Function evaluation refers to the process of finding the value of a function at a specific point. In our example, we have the function \( f(x) = \frac{x^2}{x-1} \), and we're tasked with evaluating it at \( x = -1 \).

To do this, we substitute \( x = -1 \) into the function. This gives:

• Numerator: \((-1)^2 = 1\)
• Denominator: \(-1-1 = -2\)

Consequently, \( f(-1) = \frac{1}{-2} = -\frac{1}{2} \). This means that when \( x = -1 \), the function outputs \( -\frac{1}{2} \). Understanding function evaluation is crucial because it allows one to decipher different values a function can assume. It serves as a foundation for analyzing a function's behavior for different input values.

A vertical asymptote is a vertical line that a graph of a function approaches but never crosses. It signals the values for which the function becomes undefined. In our function \( f(x) = \frac{x^2}{x-1} \), the vertical asymptote occurs where the denominator of the function is zero.

To find this, we set the denominator equal to zero:

• \( x - 1 = 0 \)
• Therefore, \( x = 1 \)

This indicates a vertical asymptote at \( x = 1 \). As \( x \) approaches 1, the function value approaches infinity or negative infinity, creating a gap in the graph. Understanding vertical asymptotes helps in graphing functions accurately and determining their domains.

A horizontal asymptote is a horizontal line that the graph of the function approaches as \( x \) moves towards positive or negative infinity. Horizontal asymptotes illustrate the behavior of a function as the inputs become very large or very small.

For the function \( f(x) = \frac{x^2}{x-1} \), we investigate its behavior as \( x \to \infty \) and \( x \to -\infty \). As we examine the function's form, the horizontal asymptote is identified as \( y = x+1 \).
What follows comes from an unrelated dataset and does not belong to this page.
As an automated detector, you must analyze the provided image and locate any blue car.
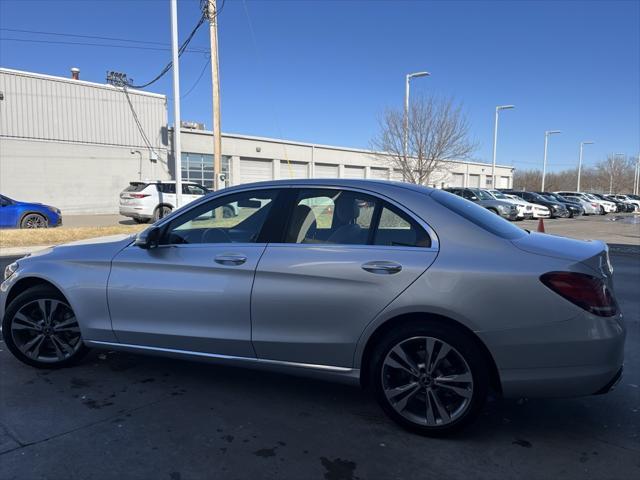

This indicates that as \( x \) becomes very large (in either direction), the output \( y \) gets very close to, but never quite reaches, \( x+1 \). Recognizing horizontal asymptotes is essential for understanding the long-term trends of a function's graph and its range.

A graphing calculator is a valuable tool for visualizing and analyzing functions. In this exercise, a graphing calculator helps in identifying false lines and verifying the vertical and horizontal asymptotes. It can also assist in evaluating functions and finding domains and ranges.

When using a graphing calculator, it's essential to:

• Enter the function correctly: Ensure you input the function precisely as given.
  
• Use 'dot mode' to avoid false lines: This feature eliminates erroneous connections that might appear due to the calculator attempting to draw complete lines across undefined points.
• Zoom and adjust the view: Adjust the window settings to get the best view of the function, especially near asymptotes.

Using a graphing calculator effectively can significantly enhance comprehension by providing a dynamic and visual representation of mathematical concepts.